CHANGEMENT DE PARADIGME

La profession a beaucoup évolué et continue d’évoluer car elle doit être en phase avec les enjeux de la société. « On doit changer nos paradigmes. On a différentes expertises qu’elles soient culturelle, historique, technique ou juridique. On essaie de montrer qu’on peut accompagner les élus et qu’on est tous acteurs de la politique de la ville, avec eux et les autres acteurs de la construction : paysagistes, urbanistes, ainsi que les citoyens. » La fabrique de la ville est à repenser avec la prise en compte des 3 crises : climat, biodiversité, ressources, « mais on peut aussi y trouver quelque chose de positif. Maintenant, on va passer de la tension à l’attention », explique la présidente qui rappelle que 50 % du bâti de 2050 sont déjà sous nos yeux. « On va avoir un travail de couture, pour éviter l’artificialisation des sols. » Est-ce l’arrêt des grands programmes de projets immobiliers ? « On promeut la sobriété », confirme Matthieu de Marien. Toutes les friches ont été remplies. « C’est très positif, les architectes se forment à ça.

Il faut travailler autrement, équilibrer les territoires. On s’attache à intervenir auprès des parlementaires pour accompagner les élus pour faire les bons choix », insiste Virginie Gravière, remarquant que si certains élus sont frileux, dès qu’on parle de densité, que ça effraie les usagers, c’est parce qu’ils ont eu affaire à des projets qui n’ont pas été pensés de manière inventive.

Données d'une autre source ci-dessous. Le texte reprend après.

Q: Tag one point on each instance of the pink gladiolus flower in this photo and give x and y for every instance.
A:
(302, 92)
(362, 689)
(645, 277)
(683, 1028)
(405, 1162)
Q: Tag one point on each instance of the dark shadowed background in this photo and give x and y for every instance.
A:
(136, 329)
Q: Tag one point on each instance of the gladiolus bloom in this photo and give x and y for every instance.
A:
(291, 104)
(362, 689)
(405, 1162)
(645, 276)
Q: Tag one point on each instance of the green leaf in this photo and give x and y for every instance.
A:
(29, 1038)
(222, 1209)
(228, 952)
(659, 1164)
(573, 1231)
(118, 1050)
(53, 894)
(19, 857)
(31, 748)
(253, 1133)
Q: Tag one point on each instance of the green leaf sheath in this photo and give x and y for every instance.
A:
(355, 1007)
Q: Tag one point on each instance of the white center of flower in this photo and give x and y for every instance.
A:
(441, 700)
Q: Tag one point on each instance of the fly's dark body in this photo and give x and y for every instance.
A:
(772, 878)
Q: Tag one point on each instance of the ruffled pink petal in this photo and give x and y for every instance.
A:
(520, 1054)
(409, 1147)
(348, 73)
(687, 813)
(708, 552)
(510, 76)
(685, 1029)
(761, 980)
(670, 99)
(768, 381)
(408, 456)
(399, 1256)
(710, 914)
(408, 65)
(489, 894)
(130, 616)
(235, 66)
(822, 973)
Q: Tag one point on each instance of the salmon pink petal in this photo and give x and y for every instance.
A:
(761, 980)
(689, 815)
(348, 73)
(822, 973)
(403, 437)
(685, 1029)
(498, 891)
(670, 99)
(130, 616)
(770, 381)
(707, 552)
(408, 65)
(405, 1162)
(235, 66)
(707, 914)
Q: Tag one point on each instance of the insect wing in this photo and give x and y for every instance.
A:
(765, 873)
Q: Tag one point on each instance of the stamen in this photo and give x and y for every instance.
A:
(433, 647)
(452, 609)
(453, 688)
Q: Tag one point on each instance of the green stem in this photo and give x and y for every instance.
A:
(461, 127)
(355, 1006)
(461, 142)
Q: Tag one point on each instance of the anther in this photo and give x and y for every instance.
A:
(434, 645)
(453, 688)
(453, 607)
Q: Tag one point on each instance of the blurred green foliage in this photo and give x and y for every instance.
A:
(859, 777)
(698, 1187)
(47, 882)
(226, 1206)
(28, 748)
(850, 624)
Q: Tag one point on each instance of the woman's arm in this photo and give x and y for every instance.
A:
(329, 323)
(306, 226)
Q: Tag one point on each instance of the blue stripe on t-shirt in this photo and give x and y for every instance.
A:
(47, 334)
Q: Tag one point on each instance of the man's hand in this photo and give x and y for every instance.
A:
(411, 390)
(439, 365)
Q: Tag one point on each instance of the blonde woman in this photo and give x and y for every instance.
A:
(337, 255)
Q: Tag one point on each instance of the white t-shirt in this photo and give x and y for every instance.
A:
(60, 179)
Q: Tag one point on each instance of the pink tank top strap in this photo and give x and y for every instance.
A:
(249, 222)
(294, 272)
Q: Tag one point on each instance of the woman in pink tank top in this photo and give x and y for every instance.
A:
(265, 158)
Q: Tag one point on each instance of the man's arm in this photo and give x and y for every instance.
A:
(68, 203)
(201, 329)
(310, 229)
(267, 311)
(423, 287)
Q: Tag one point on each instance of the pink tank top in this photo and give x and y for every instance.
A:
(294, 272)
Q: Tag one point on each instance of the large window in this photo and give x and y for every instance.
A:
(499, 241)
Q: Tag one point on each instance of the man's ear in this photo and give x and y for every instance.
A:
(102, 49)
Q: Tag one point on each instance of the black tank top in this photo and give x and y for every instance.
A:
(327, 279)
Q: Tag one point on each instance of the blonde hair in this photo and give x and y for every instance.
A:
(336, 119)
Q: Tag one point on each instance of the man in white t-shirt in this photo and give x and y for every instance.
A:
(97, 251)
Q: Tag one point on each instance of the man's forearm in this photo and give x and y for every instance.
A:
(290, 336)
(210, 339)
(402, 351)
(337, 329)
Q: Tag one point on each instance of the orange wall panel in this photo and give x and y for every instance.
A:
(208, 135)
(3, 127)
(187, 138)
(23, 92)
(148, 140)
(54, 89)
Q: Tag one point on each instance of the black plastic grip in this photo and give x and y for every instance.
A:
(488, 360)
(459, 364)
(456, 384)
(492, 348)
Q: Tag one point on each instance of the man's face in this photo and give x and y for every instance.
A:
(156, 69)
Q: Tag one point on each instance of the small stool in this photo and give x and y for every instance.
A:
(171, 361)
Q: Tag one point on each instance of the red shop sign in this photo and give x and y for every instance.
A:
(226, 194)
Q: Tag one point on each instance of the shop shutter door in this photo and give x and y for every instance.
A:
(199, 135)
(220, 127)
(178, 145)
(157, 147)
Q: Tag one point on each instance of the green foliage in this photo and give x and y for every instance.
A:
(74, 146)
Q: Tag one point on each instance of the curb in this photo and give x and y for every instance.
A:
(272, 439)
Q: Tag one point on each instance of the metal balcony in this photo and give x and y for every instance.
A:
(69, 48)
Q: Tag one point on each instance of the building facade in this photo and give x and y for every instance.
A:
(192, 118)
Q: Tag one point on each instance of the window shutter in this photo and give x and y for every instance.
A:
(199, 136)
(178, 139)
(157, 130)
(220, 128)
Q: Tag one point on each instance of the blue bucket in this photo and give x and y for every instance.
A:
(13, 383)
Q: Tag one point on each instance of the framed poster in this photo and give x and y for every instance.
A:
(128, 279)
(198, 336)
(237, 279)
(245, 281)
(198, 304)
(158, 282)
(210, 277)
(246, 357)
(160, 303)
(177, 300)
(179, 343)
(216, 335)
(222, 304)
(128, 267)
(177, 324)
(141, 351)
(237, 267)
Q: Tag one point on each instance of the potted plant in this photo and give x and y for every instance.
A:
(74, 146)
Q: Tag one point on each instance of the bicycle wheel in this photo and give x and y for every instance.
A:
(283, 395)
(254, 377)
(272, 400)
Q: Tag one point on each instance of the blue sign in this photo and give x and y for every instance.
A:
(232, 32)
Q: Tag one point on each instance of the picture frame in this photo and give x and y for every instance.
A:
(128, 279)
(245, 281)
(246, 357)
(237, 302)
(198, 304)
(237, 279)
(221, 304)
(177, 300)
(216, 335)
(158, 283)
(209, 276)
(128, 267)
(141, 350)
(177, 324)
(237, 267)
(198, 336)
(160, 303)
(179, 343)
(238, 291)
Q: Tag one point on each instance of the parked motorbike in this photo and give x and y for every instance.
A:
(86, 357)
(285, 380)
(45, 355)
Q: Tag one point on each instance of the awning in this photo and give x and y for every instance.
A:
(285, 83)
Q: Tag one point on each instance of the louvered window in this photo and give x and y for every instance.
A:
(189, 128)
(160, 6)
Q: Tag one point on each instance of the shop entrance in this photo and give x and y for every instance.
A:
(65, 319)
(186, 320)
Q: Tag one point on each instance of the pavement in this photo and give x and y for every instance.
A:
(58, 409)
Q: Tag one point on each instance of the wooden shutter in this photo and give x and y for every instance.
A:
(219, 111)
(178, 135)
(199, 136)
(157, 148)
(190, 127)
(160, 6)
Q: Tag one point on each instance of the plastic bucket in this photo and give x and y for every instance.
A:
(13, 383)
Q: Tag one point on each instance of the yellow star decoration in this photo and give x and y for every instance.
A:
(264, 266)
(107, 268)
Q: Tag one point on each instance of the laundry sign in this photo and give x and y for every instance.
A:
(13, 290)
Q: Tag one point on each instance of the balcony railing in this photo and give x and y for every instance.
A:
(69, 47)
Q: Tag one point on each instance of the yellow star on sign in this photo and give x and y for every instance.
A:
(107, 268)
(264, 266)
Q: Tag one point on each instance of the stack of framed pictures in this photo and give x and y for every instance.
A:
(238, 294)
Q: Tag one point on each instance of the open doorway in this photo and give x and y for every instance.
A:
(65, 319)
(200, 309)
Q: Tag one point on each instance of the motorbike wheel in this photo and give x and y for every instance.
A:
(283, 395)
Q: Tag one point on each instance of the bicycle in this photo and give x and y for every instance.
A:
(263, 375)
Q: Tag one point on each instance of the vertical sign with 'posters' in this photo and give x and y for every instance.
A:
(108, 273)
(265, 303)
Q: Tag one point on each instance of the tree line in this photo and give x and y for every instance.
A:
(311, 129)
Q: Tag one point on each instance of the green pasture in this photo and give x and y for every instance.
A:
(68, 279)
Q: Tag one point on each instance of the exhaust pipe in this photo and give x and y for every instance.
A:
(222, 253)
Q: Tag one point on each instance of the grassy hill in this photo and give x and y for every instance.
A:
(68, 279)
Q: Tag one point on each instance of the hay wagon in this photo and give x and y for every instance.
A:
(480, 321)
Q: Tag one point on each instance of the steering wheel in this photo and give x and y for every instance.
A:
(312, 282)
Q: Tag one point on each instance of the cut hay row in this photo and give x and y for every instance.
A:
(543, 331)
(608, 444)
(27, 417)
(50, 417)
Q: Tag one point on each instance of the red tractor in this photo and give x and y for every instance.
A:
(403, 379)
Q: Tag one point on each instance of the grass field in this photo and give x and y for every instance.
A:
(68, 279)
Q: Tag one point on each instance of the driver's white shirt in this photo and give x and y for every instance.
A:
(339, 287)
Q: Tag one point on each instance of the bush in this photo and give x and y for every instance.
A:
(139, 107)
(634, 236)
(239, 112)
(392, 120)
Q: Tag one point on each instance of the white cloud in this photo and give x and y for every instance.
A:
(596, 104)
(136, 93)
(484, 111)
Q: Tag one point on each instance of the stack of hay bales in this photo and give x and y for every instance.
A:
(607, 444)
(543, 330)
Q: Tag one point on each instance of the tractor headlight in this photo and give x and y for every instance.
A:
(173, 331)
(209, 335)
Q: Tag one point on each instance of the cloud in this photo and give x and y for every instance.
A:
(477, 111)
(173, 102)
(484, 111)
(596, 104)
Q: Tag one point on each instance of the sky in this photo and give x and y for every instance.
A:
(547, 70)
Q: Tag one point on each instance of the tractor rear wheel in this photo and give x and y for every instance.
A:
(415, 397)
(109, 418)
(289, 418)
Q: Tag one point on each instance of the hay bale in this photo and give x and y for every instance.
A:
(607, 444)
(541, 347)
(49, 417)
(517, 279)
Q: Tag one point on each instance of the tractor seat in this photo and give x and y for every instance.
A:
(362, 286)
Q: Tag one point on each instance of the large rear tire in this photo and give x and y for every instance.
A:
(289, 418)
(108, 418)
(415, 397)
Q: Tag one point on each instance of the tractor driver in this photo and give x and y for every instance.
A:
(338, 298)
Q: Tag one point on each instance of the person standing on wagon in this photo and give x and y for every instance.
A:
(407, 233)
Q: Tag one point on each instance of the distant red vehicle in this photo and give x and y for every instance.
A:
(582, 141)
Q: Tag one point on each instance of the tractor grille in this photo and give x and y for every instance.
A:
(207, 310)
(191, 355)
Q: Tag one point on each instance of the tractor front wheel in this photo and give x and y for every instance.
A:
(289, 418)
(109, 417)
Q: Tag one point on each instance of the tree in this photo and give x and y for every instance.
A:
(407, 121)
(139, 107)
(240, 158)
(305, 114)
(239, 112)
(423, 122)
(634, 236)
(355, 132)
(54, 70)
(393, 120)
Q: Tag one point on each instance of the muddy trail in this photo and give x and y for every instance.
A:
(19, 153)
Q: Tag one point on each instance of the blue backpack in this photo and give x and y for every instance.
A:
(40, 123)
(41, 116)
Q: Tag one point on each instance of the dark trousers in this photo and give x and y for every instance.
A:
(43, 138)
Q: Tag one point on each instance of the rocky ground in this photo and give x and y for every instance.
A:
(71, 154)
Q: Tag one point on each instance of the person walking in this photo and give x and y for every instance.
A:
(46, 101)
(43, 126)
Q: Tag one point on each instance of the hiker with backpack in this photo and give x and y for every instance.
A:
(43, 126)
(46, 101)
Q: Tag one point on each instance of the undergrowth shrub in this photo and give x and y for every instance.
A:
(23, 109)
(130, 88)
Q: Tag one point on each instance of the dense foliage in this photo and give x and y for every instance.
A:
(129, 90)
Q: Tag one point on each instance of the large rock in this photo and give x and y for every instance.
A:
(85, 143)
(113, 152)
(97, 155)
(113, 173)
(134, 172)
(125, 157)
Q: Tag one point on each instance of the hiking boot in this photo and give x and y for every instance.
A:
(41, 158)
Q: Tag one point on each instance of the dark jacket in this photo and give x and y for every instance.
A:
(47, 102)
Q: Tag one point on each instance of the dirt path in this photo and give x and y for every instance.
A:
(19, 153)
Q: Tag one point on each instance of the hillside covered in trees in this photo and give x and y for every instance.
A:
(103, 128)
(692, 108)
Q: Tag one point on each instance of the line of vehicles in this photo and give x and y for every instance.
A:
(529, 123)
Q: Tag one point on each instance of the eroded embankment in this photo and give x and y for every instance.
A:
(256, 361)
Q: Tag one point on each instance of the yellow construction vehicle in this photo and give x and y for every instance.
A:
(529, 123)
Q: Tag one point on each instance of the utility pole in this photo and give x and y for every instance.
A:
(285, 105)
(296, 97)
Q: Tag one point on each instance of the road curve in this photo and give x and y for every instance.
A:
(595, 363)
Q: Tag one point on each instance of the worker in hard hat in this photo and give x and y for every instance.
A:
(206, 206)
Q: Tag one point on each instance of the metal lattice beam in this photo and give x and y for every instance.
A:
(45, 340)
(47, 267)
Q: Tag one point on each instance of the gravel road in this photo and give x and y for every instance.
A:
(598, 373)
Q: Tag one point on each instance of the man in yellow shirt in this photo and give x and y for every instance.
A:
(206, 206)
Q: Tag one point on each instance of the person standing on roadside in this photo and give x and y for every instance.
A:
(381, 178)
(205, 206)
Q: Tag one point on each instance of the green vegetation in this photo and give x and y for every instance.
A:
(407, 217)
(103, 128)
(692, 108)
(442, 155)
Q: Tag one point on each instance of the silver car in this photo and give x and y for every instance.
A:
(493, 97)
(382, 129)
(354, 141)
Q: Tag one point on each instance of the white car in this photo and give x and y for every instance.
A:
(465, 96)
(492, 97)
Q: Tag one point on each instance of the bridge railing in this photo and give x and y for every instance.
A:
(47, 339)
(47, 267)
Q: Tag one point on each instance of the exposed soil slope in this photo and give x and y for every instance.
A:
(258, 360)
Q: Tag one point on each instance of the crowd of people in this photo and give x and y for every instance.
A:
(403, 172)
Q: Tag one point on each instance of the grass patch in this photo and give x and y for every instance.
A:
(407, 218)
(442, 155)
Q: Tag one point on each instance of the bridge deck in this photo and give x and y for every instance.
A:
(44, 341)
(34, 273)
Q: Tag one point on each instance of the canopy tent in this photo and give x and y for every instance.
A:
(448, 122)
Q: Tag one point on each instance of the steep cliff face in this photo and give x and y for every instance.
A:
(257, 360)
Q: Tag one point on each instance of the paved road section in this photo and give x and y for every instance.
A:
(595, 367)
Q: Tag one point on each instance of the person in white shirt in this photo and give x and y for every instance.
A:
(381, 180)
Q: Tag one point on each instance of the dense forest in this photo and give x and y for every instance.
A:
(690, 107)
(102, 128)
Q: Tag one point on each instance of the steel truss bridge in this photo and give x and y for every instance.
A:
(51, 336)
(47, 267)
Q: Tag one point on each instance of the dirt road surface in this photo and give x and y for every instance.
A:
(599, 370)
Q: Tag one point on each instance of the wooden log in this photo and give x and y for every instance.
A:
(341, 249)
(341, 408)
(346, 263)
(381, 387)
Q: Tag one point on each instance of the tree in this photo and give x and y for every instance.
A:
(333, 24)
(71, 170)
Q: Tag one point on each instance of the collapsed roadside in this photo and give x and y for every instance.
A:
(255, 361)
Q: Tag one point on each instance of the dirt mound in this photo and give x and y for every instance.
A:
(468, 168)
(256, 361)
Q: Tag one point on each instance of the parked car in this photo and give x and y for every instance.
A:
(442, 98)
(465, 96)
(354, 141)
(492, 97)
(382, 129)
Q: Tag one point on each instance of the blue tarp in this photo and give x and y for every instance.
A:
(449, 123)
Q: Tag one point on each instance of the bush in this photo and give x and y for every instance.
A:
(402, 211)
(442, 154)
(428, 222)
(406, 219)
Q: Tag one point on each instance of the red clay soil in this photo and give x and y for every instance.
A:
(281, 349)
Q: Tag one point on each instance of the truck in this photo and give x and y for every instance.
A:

(Après l’arrêt d’Agora), il faudrait repenser un événement, avoir une réflexion sur l’architecture

RÉFLEXION DE LA VILLE SUR LA VILLE

« On a privilégié la quantité à la qualité. Le changement de paradigme, c’est penser qualité. » Dans ce domaine, la concertation avec les habitants est indispensable.

« La densité va être mieux acceptée si les usagers participent à la concertation. On va gagner de l’espace dans son logement, de la hauteur sous plafond, des espaces verts, toute cette qualité va être mise en avant. » Il y a aujourd’hui une réflexion de la ville sur la ville : c’est l’urbanisme circulaire, répertorier ce qui est présent et trouver une nouvelle destination. « On peut intervenir différemment. Entre le logement collectif et la maison individuelle qu’on oppose souvent, il y a plein de petits programmes et de choses à inventer. »

 

Architectes

© D. R.

LE CONSEIL DE L’ORDRE POUR PROMOUVOIR LA QUALITÉ ARCHITECTURALE

Le 308 – Maison de l’Architecture en Nouvelle-Aquitaine, sis au 308 avenue Thiers à Bordeaux – réunit le Conseil de l’Ordre, la Maison de l’Architecture et le centre de formation. « On n’est pas là pour la défense de l’architecte (il y a les syndicats pour ça) mais pour promouvoir la qualité architecturale », précise la présidente. Le Conseil, qui compte 24 membres élus par leurs pairs en Nouvelle-Aquitaine, a son siège à Bordeaux et 3 pôles : Limoges, Poitiers et Pau, soit 4 vice-présidents : Matthieu de Marien (Bordeaux), Séverine Tardieu (Pau), Vincent Souffron (Limoges) et Patrick Vettier (Poitiers).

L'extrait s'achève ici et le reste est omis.